Several further inaccuracies arise from uncertainties in the images themselves. Most notably, the true projection angles of the mammograms are subject to patient position variability. While the numerical phantom showed that the registration technique was relatively insensitive to small rotations in projection angle, the absolute accuracy of the registration is likely affected. Similarly, the amount of tissue imaged was difficult to match in cases where the chest wall was not visible on the mammogram; in these cases, the chest wall landmarks were taken to be on the edge of the image itself.

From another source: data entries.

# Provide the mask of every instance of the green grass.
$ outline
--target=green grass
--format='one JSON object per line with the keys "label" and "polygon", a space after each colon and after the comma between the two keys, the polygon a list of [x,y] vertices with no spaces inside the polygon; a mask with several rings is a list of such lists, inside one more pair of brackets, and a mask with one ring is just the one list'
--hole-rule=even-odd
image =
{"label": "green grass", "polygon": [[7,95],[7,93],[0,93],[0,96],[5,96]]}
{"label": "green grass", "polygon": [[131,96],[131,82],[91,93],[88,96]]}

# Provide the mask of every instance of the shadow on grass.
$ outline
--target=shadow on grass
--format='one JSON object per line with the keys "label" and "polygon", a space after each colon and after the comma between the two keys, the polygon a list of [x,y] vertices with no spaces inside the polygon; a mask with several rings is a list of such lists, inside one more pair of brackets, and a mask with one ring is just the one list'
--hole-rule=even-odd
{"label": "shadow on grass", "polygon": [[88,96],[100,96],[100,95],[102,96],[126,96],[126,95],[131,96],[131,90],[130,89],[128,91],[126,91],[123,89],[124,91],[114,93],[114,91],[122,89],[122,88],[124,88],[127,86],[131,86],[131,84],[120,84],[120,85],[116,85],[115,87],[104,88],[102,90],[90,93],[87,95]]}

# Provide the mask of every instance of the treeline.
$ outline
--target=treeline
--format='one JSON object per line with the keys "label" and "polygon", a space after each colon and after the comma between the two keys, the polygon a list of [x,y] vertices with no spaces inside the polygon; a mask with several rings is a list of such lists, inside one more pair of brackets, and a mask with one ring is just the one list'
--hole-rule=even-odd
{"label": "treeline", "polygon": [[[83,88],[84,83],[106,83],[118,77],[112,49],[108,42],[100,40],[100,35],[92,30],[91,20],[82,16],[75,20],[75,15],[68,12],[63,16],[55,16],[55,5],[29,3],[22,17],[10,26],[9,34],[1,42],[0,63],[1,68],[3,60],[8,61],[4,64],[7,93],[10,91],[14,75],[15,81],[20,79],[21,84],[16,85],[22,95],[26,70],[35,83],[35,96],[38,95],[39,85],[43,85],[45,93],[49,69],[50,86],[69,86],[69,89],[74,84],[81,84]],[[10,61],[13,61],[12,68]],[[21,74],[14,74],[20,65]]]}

Another limitation is the manual intervention required to adjust parameters on a case-by-case basis. While the goal was to develop a fully automated registration technique, several parameters required modification to achieve convergence and avoid local minima. Fortunately, identification of these cases was obvious; registration tended to fail drastically or succeed.

6. Conclusion

A method for semiautomatically registering mammograms to projection images formed from MR image volumes has been developed and successfully tested on 24 image pairs from six patients. This demonstrates robustness of the algorithm to different breast shapes, imaging parameters, and tissue distributions. Subjective evaluation of images suggests that good registration was achieved, which is supported by high values of Dice’s coefficient and increased coherency in joint entropy plots following registration.

Validation through the use of a numerical phantom further demonstrates the effectiveness of this registration method and increases confidence in the results. A high degree of accuracy in lesion localization on the registered phantom data was observed and found to be well within range of the targeted accuracy. Similarly, lesion localization on the single data set containing corresponding lesions was found to be within the “one hour” target and comparable to previous 2D registration techniques.

With an execution time in on the order of 1-2 minutes on relatively low-end hardware, the method is computationally efficient, while the use of a graphical interface allows for parametric refinements on the fly. These features make the technique user friendly and eliminate interoperator variability, allowing for possible clinical application.

Future work will be to test and refine the algorithm on an expanded data set, including more subjects with lesions visible on both modalities as well as TSAR data. In addition, a 3D model of the breast based on the undistorted mammograms will be created and used to assist with TSAR image interpretation.

Acknowledgment

The authors would like to thank Dr. Bobbie Docktor for her assistance in identifying radiographic features.